Dans le cadre d’une autre étude présentée au congrès, on a évalué à 12 mois la durabilité de la disparition complète des KA après un traitement par l’imiquimod en crème à 2,5 % ou à 3,75 %. La disparition complète des KA (face entière et cuir chevelu en voie de devenir chauve) pendant au moins 12 mois s’est maintenue dans =40 % des cas où les lésions avaient complètement disparu après le traitement par l’imiquimod en crème à 3,75 %.

À l’heure actuelle, tant aux États-Unis qu’en Europe, le traitement des KA par l’imiquimod en crème à 5 % repose sur une fréquence d’administration contre-intuitive, dure longtemps et ne cible qu’une petite surface (25 cm2) (Lebwohl et al. J Am Acad Dermatol 2004;50[5]:714-21; Korman et al. Arch Dermatol 2005;141[4]:467-73; Jorizzo et al. J Am Acad Dermatol 2007;57[2]):265-8). De plus, la préparation à 5 % pour usage quotidien n’est pas suffisamment bien tolérée (Gebauer et al. Br J Dermatol 2009;161[4]:897-903).

Quatre études de phase III avec placebo ont été réalisées pour l’évaluation de schémas plus faiblement dosés (2,5 % ou 3,75 %). L’imiquimod et le placebo, en crème, ont été appliqués quotidiennement sur la face entière ou le cuir chevelu chauve ou presque (surface traitée >25 cm2) pendant deux cycles de deux ou trois semaines, séparés par une période sans traitement de deux ou trois semaines, respectivement (Swanson et al. J Am Acad Dermatol 2010;62[4]:582-90; Hanke et al. J Am Acad Dermatol 2010;62[4]:573-81). Les deux préparations actives se sont révélées plus efficaces que le placebo et ont été bien tolérées malgré un usage quotidien.
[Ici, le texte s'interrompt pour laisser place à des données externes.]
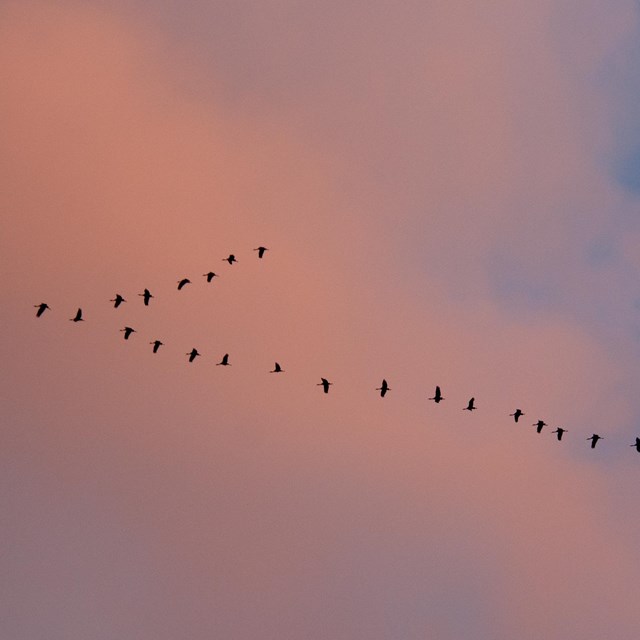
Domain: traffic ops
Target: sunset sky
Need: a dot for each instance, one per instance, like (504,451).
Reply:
(450,195)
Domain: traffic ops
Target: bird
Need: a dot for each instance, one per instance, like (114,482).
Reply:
(384,388)
(156,345)
(118,300)
(41,308)
(261,251)
(127,332)
(538,425)
(146,296)
(594,439)
(560,431)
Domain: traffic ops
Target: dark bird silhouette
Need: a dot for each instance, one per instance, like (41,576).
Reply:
(538,425)
(594,440)
(127,332)
(384,388)
(41,308)
(146,297)
(118,300)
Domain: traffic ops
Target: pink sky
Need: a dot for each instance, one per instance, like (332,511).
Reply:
(437,186)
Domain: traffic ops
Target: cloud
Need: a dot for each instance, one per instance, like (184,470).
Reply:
(166,499)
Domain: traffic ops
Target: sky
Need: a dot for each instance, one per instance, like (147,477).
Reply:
(450,196)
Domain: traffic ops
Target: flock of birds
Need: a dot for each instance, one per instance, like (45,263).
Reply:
(324,382)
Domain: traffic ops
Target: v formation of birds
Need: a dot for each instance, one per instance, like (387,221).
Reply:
(384,388)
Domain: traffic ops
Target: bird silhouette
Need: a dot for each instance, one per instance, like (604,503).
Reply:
(127,332)
(538,425)
(146,295)
(560,431)
(118,300)
(41,308)
(594,440)
(384,388)
(156,345)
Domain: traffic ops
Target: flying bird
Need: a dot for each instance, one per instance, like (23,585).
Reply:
(41,308)
(118,300)
(594,440)
(384,388)
(156,345)
(146,296)
(127,332)
(538,425)
(560,431)
(438,397)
Dans les cas où la disparition des lésions ne s’était pas maintenue, le nombre médian de KA (récurrentes ou nouvelles) dans la surface traitée était respectivement de 4, 3 et 3 chez les témoins sous placebo et les sujets sous imiquimod à 2,5 % et à 3,75 % en cycles de deux semaines, et de 6, 2 et 2 chez les témoins sous placebo et les sujets sous imiquimod à 2,5 % et à 3,75 % en cycles de trois semaines. Compte tenu du nombre élevé de KA avant le traitement (plus le nombre de lésions est élevé au départ, plus la probabilité de lésions récurrentes est forte) et de l’étendue assez vaste de la zone traitée (plus la surface à traiter est vaste, plus la probabilité de nouvelles lésions est forte), la disparition durable des KA chez =40 % des sujets à 12 mois sous l’effet de la préparation à 3,75 % est encourageante.

Résumé

La cryochirurgie est une modalité efficace et très utilisée pour le traitement des KA. Depuis peu, on sait qu’un processus de cancérisation existe dans la zone entourant les KA : ce tissu a également été exposé aux rayons UV et pourrait donc être altéré sur le plan histologique. Le traitement des lésions subcliniques en plus des KA visibles constitue une démarche plus intégrée. Il a été démontré qu’un traitement adjuvant par l’imiquimod augmentait l’efficacité de la cryochirurgie et qu’il était bien toléré. La préparation à 3,75 % administrée quotidiennement en cycles de deux semaines (deux semaines de traitement, deux semaines de repos, deux semaines de traitement) a donné lieu à une diminution médiane de 86,5 % du nombre de lésions. La disparition complète des KA s’est maintenue pendant au moins 12 mois après l’application topique de crème à 3,75 % chez =40 % des patients. Vu le nombre élevé de KA avant le traitement et l’étendue assez vaste de la surface traitée, ce résultat est certes digne de mention.